Djamila Ribeiro alerta ainda para a tentação de se fazer corresponder a pertença a um grupo a uma fala única.

“O facto de uma pessoa ser negra não significa que ela saberá reflectir crítica e filosoficamente sobre as consequências do racismo. Inclusive, ela até poderá dizer que nunca sentiu racismo, que sua vivência não comporta ou que ela nunca passou por isso. E sabemos o quanto alguns grupos adoram fazer uso dessas pessoas. Mas o facto dessa pessoa dizer que não sentiu racismo, não faz com que, por conta de sua localização social, ela não tenha tido menos oportunidades e direitos”, esclarece a filósofa, adiantando que o inverso desta premissa também se aplica.

“Por mais que pessoas pertencentes a grupos privilegiados sejam conscientes e combatam arduamente as opressões, elas não deixarão de ser beneficiadas, estruturalmente falando, pelas opressões que infligem a outros grupos.

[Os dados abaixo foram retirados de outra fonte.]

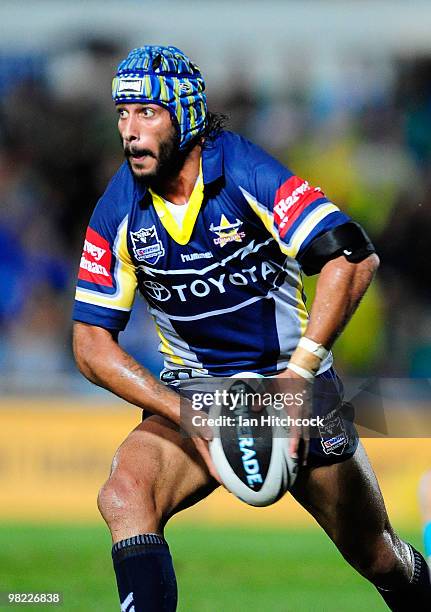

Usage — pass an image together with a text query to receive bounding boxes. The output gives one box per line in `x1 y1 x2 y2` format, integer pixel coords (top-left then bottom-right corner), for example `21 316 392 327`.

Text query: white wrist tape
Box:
298 336 329 361
287 361 314 380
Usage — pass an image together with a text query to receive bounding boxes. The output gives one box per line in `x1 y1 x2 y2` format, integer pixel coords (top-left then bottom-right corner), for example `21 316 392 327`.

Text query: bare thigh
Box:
292 444 411 580
98 416 218 541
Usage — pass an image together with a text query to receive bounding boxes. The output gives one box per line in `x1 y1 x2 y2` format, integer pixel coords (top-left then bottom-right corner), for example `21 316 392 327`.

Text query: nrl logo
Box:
130 225 165 264
210 215 245 247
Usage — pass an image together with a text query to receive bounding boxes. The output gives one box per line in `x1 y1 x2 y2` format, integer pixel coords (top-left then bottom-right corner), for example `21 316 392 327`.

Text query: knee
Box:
97 470 157 528
344 530 411 588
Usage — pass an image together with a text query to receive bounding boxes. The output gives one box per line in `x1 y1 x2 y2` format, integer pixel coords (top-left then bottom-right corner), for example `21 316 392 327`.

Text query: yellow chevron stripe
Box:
155 323 184 365
149 159 204 244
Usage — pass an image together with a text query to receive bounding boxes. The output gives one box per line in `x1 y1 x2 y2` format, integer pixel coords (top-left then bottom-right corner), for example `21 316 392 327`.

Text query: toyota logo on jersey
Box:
142 281 172 302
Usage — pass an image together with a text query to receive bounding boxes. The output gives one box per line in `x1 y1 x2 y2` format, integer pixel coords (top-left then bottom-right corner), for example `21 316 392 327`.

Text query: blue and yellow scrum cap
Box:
112 45 207 149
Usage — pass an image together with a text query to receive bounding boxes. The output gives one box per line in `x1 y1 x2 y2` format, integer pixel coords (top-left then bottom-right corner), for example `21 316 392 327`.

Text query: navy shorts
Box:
142 368 359 467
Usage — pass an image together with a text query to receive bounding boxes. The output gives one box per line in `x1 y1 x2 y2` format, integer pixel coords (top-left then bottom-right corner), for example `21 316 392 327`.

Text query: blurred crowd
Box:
0 39 431 388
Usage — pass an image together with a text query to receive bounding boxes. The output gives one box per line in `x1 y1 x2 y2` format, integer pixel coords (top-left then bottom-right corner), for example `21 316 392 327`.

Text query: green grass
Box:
0 524 420 612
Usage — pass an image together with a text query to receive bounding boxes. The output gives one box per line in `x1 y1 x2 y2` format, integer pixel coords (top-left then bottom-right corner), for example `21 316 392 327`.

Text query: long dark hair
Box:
201 111 229 140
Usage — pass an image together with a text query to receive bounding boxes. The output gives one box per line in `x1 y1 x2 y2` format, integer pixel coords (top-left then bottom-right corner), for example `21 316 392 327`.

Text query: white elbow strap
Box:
298 336 329 361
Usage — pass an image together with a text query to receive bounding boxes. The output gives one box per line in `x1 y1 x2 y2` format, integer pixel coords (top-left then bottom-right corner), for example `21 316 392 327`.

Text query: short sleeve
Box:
73 182 137 331
235 136 350 258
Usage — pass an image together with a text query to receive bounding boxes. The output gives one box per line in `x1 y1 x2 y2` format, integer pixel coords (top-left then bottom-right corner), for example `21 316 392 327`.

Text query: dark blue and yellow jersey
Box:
73 132 349 376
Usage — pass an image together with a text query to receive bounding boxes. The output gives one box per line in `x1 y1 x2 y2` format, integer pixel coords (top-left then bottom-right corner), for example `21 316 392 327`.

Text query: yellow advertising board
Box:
0 397 431 526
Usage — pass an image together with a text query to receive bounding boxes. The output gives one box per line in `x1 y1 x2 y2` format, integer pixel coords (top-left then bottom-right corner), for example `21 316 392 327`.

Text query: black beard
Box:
124 133 188 193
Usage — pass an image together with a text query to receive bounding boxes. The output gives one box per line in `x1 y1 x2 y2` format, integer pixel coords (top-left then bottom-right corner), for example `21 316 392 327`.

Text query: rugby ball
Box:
209 372 298 506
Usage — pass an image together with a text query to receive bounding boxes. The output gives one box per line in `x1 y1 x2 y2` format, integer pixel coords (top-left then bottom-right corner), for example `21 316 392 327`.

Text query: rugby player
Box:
74 46 431 612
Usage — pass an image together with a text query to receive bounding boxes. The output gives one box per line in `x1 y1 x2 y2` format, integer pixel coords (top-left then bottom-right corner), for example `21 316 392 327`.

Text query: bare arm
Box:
73 323 220 482
305 254 379 349
73 323 180 425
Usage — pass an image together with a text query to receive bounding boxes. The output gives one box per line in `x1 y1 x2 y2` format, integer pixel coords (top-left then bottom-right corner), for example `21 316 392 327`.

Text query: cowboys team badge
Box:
319 409 348 455
210 215 245 247
130 225 165 264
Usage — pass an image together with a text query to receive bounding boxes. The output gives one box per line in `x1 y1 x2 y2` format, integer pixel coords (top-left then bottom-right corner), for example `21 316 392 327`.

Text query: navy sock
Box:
112 533 177 612
377 545 431 612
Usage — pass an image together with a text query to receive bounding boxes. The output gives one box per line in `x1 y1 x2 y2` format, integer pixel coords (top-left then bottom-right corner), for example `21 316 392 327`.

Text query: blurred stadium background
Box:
0 0 431 612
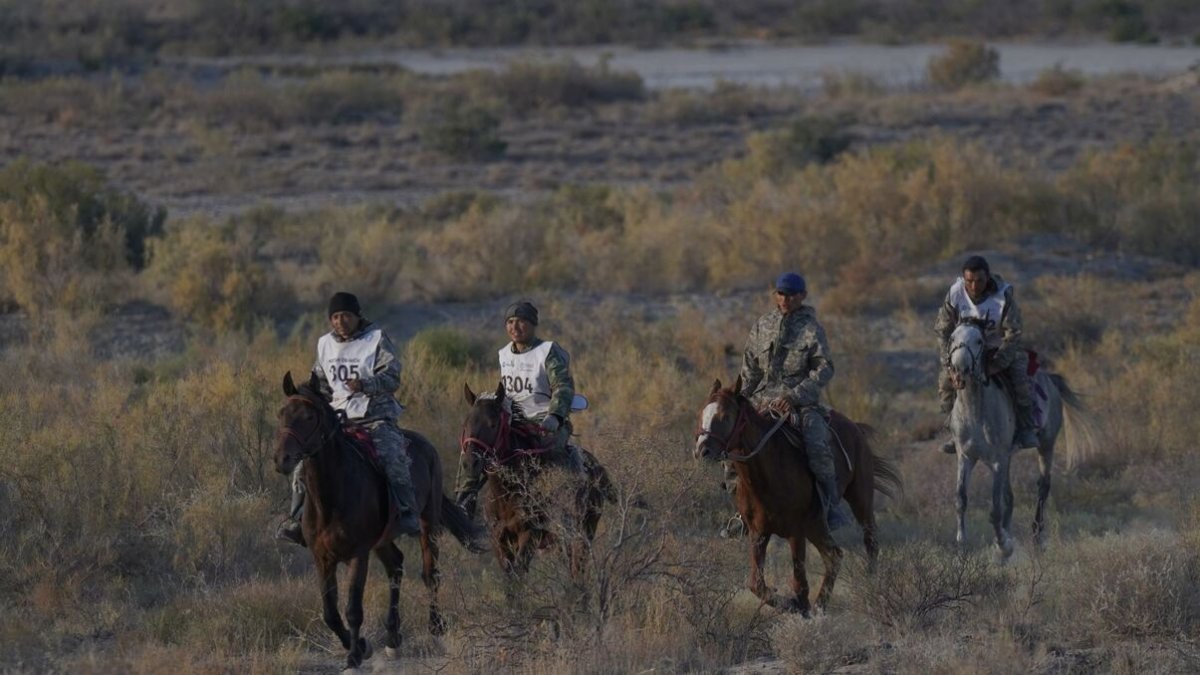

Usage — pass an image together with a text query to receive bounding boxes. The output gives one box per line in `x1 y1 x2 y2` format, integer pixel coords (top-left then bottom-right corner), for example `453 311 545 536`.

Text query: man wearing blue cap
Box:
275 292 421 545
724 271 850 530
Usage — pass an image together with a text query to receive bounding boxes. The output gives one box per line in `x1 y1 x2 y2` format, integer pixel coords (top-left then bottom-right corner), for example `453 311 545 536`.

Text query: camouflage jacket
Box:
934 274 1024 369
312 319 404 424
501 338 575 423
742 305 833 407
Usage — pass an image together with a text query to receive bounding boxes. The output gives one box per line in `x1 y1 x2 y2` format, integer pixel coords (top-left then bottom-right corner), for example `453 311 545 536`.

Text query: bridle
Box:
278 394 338 459
696 400 787 461
458 406 512 461
946 323 988 382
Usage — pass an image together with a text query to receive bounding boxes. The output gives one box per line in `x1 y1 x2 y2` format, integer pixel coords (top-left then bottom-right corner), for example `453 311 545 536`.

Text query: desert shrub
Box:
143 219 290 333
925 40 1000 91
408 328 492 368
647 79 767 125
821 70 887 98
851 543 1012 632
770 614 869 673
287 71 404 124
419 96 508 161
1045 532 1200 644
1030 64 1086 96
476 59 646 113
1057 138 1200 264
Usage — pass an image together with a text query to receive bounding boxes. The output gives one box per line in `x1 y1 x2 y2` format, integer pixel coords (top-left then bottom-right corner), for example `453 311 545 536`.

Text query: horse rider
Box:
455 301 583 514
726 271 850 530
276 292 421 545
934 256 1038 454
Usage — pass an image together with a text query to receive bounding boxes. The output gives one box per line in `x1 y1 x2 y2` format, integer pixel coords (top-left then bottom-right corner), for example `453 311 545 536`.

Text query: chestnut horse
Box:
695 377 901 616
275 372 476 669
460 382 617 580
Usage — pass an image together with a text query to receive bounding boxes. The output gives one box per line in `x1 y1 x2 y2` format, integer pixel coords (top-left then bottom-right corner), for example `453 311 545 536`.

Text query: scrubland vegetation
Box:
0 31 1200 673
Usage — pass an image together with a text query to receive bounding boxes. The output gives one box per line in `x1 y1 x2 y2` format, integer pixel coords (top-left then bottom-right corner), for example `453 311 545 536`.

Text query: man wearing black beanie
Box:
276 292 421 545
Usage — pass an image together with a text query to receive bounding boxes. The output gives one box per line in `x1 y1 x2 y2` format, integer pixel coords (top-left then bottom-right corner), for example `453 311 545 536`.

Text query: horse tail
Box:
442 495 486 552
854 422 904 500
1049 372 1098 468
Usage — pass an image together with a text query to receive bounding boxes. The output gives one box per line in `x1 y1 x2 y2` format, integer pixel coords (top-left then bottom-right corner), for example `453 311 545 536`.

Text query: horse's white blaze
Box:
700 401 716 441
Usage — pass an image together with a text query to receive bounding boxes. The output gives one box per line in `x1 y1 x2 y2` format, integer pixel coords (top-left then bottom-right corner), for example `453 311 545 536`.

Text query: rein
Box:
278 395 338 459
696 405 787 461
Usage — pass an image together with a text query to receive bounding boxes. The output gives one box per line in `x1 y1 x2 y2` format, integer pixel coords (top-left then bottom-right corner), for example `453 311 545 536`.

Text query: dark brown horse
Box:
275 372 476 668
695 377 900 615
461 383 617 579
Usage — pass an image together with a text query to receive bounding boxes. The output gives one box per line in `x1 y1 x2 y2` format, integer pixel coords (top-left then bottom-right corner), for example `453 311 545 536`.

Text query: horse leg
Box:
848 479 880 572
313 556 350 650
990 456 1013 560
749 534 775 607
376 542 404 658
954 450 976 546
1033 440 1054 548
806 532 842 611
421 520 446 635
784 536 812 619
346 551 371 669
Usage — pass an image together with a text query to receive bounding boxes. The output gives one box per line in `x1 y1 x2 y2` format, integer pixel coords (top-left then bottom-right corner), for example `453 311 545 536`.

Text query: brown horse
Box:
695 377 900 615
460 382 617 579
275 372 476 669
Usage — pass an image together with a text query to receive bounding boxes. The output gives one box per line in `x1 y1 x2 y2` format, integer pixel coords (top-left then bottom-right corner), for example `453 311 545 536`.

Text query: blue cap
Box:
775 271 809 295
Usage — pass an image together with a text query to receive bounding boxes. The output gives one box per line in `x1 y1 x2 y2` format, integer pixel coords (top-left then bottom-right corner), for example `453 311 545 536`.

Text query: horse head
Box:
692 376 750 461
949 317 988 389
458 382 512 461
275 371 338 473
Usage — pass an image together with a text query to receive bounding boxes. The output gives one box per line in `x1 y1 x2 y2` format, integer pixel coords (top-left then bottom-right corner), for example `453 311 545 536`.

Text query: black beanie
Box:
329 291 362 316
504 300 538 325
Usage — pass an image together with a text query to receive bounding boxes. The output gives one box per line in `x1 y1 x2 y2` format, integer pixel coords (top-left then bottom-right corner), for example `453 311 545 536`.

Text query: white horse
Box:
949 318 1092 558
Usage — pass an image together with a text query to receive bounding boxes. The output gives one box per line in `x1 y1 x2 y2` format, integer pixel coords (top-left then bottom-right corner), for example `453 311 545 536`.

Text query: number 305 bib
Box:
317 328 383 419
500 341 554 419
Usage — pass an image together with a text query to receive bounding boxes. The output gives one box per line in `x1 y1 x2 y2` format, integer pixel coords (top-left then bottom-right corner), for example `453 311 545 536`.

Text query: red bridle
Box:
278 395 331 459
696 402 750 456
458 408 512 461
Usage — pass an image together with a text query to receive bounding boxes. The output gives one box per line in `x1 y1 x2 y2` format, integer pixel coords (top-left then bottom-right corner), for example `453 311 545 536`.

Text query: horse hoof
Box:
430 611 446 635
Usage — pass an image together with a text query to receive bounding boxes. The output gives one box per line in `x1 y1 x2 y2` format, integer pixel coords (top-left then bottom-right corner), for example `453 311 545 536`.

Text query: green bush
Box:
925 40 1000 91
0 160 166 313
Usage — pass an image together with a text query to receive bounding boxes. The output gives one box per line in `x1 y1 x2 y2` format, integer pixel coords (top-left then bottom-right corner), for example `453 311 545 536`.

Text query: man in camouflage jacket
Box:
724 273 848 530
455 301 583 514
934 256 1038 454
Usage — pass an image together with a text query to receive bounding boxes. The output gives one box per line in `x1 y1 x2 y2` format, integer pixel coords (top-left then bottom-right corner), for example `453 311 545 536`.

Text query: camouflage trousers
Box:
937 350 1033 417
454 423 583 502
724 406 838 494
292 419 416 513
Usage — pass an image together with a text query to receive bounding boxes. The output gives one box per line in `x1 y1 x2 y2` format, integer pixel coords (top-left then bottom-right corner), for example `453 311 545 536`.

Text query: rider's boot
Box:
275 490 307 546
817 476 851 532
1016 407 1040 448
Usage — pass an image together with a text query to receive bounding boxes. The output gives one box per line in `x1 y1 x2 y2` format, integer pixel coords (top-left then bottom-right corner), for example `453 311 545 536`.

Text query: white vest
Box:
950 277 1009 347
500 341 554 419
317 328 383 419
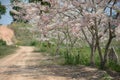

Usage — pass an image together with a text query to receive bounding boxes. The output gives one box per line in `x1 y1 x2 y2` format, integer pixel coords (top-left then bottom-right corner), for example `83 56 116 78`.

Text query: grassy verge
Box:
35 42 120 72
0 45 17 58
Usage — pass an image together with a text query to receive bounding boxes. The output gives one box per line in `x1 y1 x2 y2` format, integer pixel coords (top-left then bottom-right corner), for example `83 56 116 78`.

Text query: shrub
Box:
0 39 6 46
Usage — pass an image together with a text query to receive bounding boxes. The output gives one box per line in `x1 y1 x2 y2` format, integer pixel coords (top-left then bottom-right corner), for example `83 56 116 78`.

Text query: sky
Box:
0 0 13 25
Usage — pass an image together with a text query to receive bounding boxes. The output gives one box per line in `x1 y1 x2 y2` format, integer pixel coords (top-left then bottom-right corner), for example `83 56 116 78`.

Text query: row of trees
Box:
10 0 120 68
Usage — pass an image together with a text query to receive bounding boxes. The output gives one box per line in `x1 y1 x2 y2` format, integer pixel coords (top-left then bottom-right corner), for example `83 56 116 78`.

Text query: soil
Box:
0 46 117 80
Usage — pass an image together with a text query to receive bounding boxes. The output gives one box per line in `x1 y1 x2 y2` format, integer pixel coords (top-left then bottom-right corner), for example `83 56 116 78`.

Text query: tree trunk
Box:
90 47 95 66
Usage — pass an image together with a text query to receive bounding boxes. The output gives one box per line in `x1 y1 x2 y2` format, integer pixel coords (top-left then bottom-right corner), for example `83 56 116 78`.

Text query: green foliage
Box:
0 39 6 46
10 22 35 46
101 73 112 80
107 61 120 72
0 2 6 18
0 45 17 58
13 6 22 11
29 0 43 3
35 40 120 72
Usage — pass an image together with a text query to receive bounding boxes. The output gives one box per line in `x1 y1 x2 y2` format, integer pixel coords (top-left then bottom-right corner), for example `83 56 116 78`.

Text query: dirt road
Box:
0 46 112 80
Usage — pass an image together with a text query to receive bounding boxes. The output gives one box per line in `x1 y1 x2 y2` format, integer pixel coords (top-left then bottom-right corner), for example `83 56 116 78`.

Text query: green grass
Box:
9 22 35 46
0 45 17 58
36 41 120 72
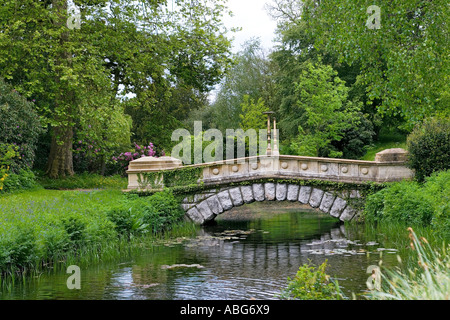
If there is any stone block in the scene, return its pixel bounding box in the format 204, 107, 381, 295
197, 200, 216, 222
330, 197, 347, 218
252, 183, 266, 201
319, 192, 336, 213
241, 186, 255, 203
298, 186, 312, 204
286, 184, 300, 201
264, 182, 275, 201
206, 195, 224, 215
339, 206, 356, 221
309, 188, 324, 208
217, 190, 233, 211
186, 207, 205, 224
228, 187, 244, 207
275, 183, 287, 201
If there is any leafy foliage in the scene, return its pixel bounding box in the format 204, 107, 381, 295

O que estamos questionando é a legitimidade que é conferida a quem pertence ao grupo localizado no poder”.

A escritora destaca ainda que, perante a resistência branca em ouvir as vozes negras, todas aquelas que conseguem “produzir ruídos e rachaduras na narrativa hegemónica” enfrentam, muitas vezes, e “desonestamente”, a acusação de que são agressivas. Como se lutar “contra a violência do silêncio imposto” não fosse um direito universal.